As many business owners edge closer to retirement, financial advisors have a major opportunity to guide these clients through a key milestone in their lives, according to James Wong, vice president of succession planning at BMO Harris Private Banking.

Wong, co-author of the book The Transition Experience: What every Canadian family business owner should know beyond succession planning, says advisors can play an important role in helping clients through the succession planning process.

“Business owners want sounding boards. They want people to talk to,” says Wong. “Financial advisors can be a huge ally to business owners in succession planning.”

Here are some strategies to embrace – and some pitfalls to avoid – as your clients approach this milestone in their businesses and their lives.

> Do start the conversation early

Ideally, Wong says, business owners should be thinking about the future of their business years before they expect to retire, so that they have plenty of time to plan for the transition. However, many entrepreneurs start this process much later than they should. Advisors can help them get the ball rolling.

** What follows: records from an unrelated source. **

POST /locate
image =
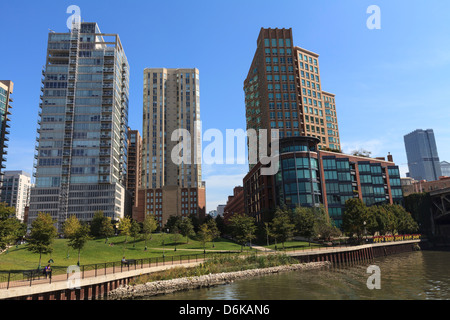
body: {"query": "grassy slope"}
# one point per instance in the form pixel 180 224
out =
pixel 96 251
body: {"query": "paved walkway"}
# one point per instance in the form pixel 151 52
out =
pixel 88 277
pixel 60 282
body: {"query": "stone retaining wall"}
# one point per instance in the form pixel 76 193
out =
pixel 169 286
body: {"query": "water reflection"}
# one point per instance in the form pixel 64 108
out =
pixel 409 276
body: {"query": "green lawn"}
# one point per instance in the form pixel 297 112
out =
pixel 96 251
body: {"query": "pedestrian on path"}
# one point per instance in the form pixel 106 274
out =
pixel 48 271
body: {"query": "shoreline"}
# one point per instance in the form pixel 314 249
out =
pixel 188 283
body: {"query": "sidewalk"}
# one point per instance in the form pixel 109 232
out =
pixel 90 277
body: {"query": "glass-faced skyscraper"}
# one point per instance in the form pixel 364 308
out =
pixel 422 155
pixel 81 147
pixel 6 89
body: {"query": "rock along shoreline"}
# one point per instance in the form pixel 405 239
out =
pixel 169 286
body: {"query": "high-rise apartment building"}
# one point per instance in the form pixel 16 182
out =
pixel 80 165
pixel 16 191
pixel 134 155
pixel 422 155
pixel 445 168
pixel 171 102
pixel 283 91
pixel 6 89
pixel 310 177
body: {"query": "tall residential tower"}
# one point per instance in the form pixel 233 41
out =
pixel 81 147
pixel 283 91
pixel 422 155
pixel 6 89
pixel 171 102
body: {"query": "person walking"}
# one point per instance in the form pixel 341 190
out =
pixel 48 271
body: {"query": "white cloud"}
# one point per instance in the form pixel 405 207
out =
pixel 220 181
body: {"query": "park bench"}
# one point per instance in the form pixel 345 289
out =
pixel 31 274
pixel 129 262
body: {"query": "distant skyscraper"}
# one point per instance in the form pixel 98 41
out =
pixel 6 89
pixel 134 155
pixel 171 102
pixel 422 155
pixel 16 191
pixel 82 135
pixel 445 168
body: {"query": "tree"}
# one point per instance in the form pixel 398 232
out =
pixel 282 228
pixel 267 231
pixel 96 223
pixel 242 228
pixel 324 227
pixel 220 224
pixel 215 233
pixel 391 219
pixel 377 220
pixel 353 218
pixel 405 222
pixel 175 235
pixel 42 235
pixel 148 227
pixel 304 221
pixel 204 235
pixel 135 229
pixel 361 153
pixel 172 221
pixel 6 212
pixel 125 229
pixel 79 239
pixel 70 227
pixel 106 228
pixel 186 228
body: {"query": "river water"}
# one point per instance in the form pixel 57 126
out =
pixel 420 275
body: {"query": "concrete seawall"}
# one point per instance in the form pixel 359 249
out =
pixel 100 287
pixel 205 281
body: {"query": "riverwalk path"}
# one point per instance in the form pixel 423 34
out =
pixel 92 277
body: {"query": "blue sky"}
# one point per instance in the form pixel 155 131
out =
pixel 388 82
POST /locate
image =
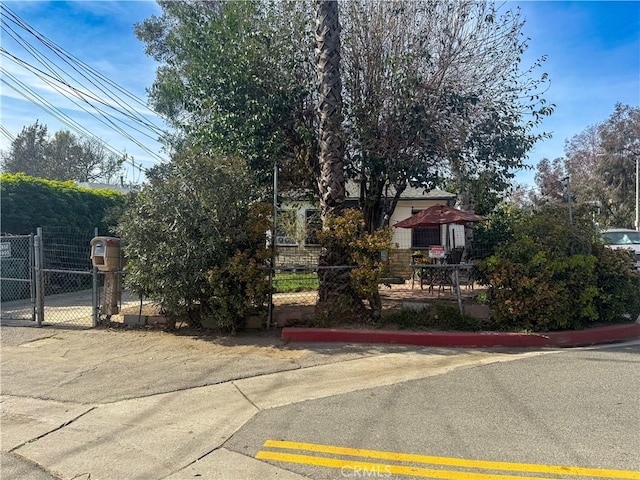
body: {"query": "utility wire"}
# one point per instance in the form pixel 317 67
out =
pixel 63 86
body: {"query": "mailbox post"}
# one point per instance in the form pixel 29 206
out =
pixel 106 256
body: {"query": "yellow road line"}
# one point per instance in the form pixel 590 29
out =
pixel 453 462
pixel 381 469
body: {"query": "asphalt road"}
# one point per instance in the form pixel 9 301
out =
pixel 575 408
pixel 102 404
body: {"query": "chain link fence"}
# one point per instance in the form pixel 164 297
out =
pixel 49 279
pixel 16 277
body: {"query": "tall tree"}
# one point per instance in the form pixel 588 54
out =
pixel 236 78
pixel 551 180
pixel 601 160
pixel 432 90
pixel 336 294
pixel 437 90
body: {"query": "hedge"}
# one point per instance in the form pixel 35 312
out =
pixel 30 202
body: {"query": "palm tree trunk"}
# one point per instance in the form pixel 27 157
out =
pixel 336 296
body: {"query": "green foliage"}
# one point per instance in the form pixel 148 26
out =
pixel 554 275
pixel 348 233
pixel 28 203
pixel 439 316
pixel 60 157
pixel 618 285
pixel 497 229
pixel 195 241
pixel 234 79
pixel 295 282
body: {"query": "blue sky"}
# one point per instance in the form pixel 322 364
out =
pixel 593 51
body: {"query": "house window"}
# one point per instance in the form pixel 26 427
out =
pixel 313 224
pixel 424 237
pixel 287 228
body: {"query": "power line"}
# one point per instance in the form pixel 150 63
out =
pixel 63 80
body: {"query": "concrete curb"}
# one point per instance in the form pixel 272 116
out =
pixel 578 338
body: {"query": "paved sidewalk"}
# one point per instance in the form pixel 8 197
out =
pixel 126 404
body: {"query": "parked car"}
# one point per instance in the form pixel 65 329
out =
pixel 623 238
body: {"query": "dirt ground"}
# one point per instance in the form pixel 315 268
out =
pixel 295 308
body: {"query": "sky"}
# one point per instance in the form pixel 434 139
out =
pixel 592 49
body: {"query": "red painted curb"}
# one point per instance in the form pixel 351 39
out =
pixel 591 336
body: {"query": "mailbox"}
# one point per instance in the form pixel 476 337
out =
pixel 106 254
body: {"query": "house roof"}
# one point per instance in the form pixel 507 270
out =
pixel 410 193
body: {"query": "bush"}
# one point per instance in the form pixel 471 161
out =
pixel 555 275
pixel 30 202
pixel 439 316
pixel 195 241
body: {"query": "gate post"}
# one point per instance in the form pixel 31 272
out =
pixel 39 300
pixel 32 276
pixel 95 303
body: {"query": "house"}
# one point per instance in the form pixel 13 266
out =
pixel 299 219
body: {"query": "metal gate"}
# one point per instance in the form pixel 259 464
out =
pixel 66 283
pixel 17 278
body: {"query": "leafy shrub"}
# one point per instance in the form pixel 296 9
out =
pixel 618 285
pixel 439 316
pixel 347 233
pixel 195 241
pixel 557 275
pixel 30 202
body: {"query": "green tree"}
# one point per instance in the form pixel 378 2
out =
pixel 30 202
pixel 601 160
pixel 551 180
pixel 432 91
pixel 61 157
pixel 236 78
pixel 28 152
pixel 436 94
pixel 336 294
pixel 195 240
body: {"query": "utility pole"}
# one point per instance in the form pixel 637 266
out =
pixel 568 180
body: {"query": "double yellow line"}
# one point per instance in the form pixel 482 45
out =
pixel 283 451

“If I was an investment advisor, I would encourage them early on to think through their options,” he says.

Have clients put all possible succession options on the table before deciding on a course of action, Wong recommends. Some business owners tend to assume that their children will take over the business, even if they haven’t had this conversation at home. Urge them to have these kinds of discussions as early as possible, and help them understand that other options exist, Wong suggests.

“Help them think through all the options,” he says.

> Do involve your client’s children

Succession planning presents an ideal opportunity to begin forming a relationship with your clients’ children. If the kids are part of the succession plan, have your clients bring them to a meeting to discuss the transition process, Wong suggests.

“It’s an opportunity to meet the next generation,” he says. “You want to develop your relationship not just with the exiting generation, but with the incoming.”

> Don’t try to do everything

Just because you’re addressing succession planning doesn’t mean you have to oversee every aspect of the process, Wong says. Encourage clients to consult their accountants, lawyers and other advisors as they make the transition.

“Don’t think that you need to be the only advisor in this area,” Wong says. “As long as you’re a part of that group of trusted advisors that they speak to, you’re building your relationship with that client.”

> Don’t focus too much on the numbers

The dynamics of a family business can be personal and somewhat delicate, so conversations about the business must often address emotional considerations in addition to the financial ones.

“Connect with owners beyond just the numbers,” Wong says. Understanding your clients on an emotional level can significantly strengthen your relationship with them, he adds.

“The good advisors are the ones that really can get into the minds of the business owners about the emotional aspects of succession,” he says. “Once you get into that, you break through as a trusted advisor.”